Which may have something to do with the fact that Christmas falls right about this time. According to the Julian calendar, in use at the time of Christ, the winter solstice was regarded as occurring on -- December 25th. To the extent they acknowledge the existence of Christ at all, the modernists and skeptics, who hold that we created God and not the other way around, like to cast doubt on the historical validity of December 25th as the day of His birth. But it was God Who created us, and gave us our taste for symbolism, and He satisfies it without the need for us to make up for any lack of ingenuity on His part. Setting aside the difficulties of perfectly transposing the Gregorian and Julian calendars, the simplest and therefore probably true explanation for why we celebrate Christmas on December 25th is because Jesus Christ really was born on December 25th.

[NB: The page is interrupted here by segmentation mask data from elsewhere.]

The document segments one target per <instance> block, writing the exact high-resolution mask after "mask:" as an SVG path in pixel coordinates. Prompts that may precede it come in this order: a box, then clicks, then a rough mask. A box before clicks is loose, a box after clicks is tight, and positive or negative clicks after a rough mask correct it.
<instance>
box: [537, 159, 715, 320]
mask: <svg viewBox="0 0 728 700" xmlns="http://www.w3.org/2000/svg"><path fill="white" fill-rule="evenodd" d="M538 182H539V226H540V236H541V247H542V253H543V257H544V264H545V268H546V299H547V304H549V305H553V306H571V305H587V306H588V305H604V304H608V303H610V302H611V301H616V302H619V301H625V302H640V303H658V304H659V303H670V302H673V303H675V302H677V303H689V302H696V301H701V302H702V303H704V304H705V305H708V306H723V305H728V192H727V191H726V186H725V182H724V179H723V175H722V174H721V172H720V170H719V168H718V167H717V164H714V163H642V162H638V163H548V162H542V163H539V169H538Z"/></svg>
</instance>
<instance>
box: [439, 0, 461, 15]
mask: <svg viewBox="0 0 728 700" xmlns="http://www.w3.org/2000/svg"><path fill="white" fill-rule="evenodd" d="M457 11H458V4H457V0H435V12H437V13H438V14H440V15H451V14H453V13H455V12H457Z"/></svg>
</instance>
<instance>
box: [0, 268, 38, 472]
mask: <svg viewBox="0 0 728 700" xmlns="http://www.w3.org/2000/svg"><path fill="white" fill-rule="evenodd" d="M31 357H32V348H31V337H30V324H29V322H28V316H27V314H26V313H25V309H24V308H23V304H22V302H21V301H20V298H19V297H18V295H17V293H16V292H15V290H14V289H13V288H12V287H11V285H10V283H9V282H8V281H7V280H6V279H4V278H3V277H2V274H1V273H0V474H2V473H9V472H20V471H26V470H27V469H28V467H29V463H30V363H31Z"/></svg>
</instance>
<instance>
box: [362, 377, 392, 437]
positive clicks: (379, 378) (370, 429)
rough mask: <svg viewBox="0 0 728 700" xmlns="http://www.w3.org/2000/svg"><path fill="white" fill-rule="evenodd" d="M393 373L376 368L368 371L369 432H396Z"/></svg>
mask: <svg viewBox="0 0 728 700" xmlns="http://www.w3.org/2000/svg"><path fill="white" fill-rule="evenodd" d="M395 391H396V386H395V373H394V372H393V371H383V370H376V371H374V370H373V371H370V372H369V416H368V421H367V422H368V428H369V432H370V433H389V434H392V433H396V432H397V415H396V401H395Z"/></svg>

As I hope I may never tire of pointing out, the changes of season are freighted with spiritual significance, and not because we give them that significance ourselves in order to satisfy some primitive instinct for religion. They are significant because God, Who is a God of Order and Harmony, interwove nature and salvation history. The winter solstice coincides with Christmas, when the Light of the World enters the world and the days begin to lengthen. The summer solstice, when the days begin to shorten, coincides with the Nativity of John the Baptist, who said that he must decrease while the Savior increased. The vernal equinox coincides with the Feast of the Annunciation, the beginning of the Incarnation and the end of the winter of Satan's reign. It also coincides with Good Friday, when the Cross became the Key that opened the gates of heaven, barred by sin. Then comes the spoliation of hell, and Easter, which marks its decisive defeat, and takes place on the first Sunday on or after the first full moon on or after the equinox (say that one five times fast). There are no huge feasts that coincide with the autumnal equinox; my own theory on that (and it's only my opinion) is that, since it coincides with the time for harvest, it stands for the harvest of souls at the End of Time.
Next to all this, neo-pagan change-of-season festivals are pretty lightweight. This Christmas, may we all seat ourselves at the rich banquet of Christianity, and pass up the New Age baloney sandwich.